Soon after Stephen Colbert landed "The Late Show" he welcomed tycoon Donald Trump as a guest and did something shocking — he apologized.
"I said a few things about you over the years that, that are, you know, in polite company, perhaps, are unforgivable," Colbert said, in 2015.
"Accepted," said Trump, smiling.
That encounter was light years from what happened after Trump celebrated the recent CBS decision to cancel "The Late Show."
On social media, the president said Colbert's "talent was even less than his ratings."
Colbert fired back in his monologue: "Would an untalented man be able to compose the following satirical witticism? Go f*** yourself."
While Colbert retains a faithful congregation, some fans who loved his sly blend of satire and progressive Catholicism mourn his decision to preach to only half of America, said media scholar Terry Lindvall, author of "God Mocks: A History of Religious Satire from the Hebrew Prophets to Stephen Colbert," published in 2015.
"He made you laugh and think," said Lindvall, reached by telephone. "When he turned on the rage, he turned mean. He turned bitter. He acted like he was a prophet, not a jester." Sadly, Lindvall added, the Trump era turned Colbert into "a liberal fundamentalist. … He drank the Kool-Aid."

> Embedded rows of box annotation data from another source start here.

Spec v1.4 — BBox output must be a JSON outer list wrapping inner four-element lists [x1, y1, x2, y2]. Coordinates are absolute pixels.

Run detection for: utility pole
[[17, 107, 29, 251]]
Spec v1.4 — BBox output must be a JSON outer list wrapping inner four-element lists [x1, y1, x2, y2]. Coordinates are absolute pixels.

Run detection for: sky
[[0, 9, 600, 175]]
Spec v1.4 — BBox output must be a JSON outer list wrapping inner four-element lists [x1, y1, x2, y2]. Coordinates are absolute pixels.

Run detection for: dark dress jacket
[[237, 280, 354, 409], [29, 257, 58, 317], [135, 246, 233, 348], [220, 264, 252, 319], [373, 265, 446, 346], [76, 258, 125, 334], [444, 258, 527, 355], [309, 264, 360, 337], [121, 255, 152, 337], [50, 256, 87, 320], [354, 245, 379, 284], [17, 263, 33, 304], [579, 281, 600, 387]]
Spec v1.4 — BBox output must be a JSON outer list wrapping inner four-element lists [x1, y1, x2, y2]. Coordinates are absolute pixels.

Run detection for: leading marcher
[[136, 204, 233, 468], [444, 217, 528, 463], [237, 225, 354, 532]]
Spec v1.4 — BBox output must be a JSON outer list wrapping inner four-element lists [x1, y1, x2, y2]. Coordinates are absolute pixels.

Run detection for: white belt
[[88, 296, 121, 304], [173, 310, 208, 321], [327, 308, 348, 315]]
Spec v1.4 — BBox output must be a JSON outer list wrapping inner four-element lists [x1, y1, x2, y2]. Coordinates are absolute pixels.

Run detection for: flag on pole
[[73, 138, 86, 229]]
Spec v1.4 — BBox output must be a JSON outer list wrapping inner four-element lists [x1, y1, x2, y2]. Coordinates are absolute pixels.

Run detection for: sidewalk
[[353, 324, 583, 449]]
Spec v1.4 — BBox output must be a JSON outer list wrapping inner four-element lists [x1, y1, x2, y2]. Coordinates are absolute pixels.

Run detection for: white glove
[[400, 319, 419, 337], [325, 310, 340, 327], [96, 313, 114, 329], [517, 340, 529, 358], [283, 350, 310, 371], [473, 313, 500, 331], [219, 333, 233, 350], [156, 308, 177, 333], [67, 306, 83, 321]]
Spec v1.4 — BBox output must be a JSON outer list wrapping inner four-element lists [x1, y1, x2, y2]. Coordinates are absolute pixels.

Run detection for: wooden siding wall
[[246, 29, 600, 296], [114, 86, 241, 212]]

The goal, in "God Mocks," was to offer a "bumpy tour through Rome, Jerusalem and Lilliput," arriving at Comedy Central. Lindvall praised Colbert's early work on "The Colbert Report," in which he pretended to be a blow-hard conservative pundit, creating an upside-down persona who could mock secular progressives and atheists, as well as thinkers on the right. Conservative guests, especially Catholics, were often treated with respect.
That was satire, wrote Lindvall, recognizing "a moral discrepancy between what is proclaimed and what is practiced. … The biblical satirist shares in the blame and shame of his defendants.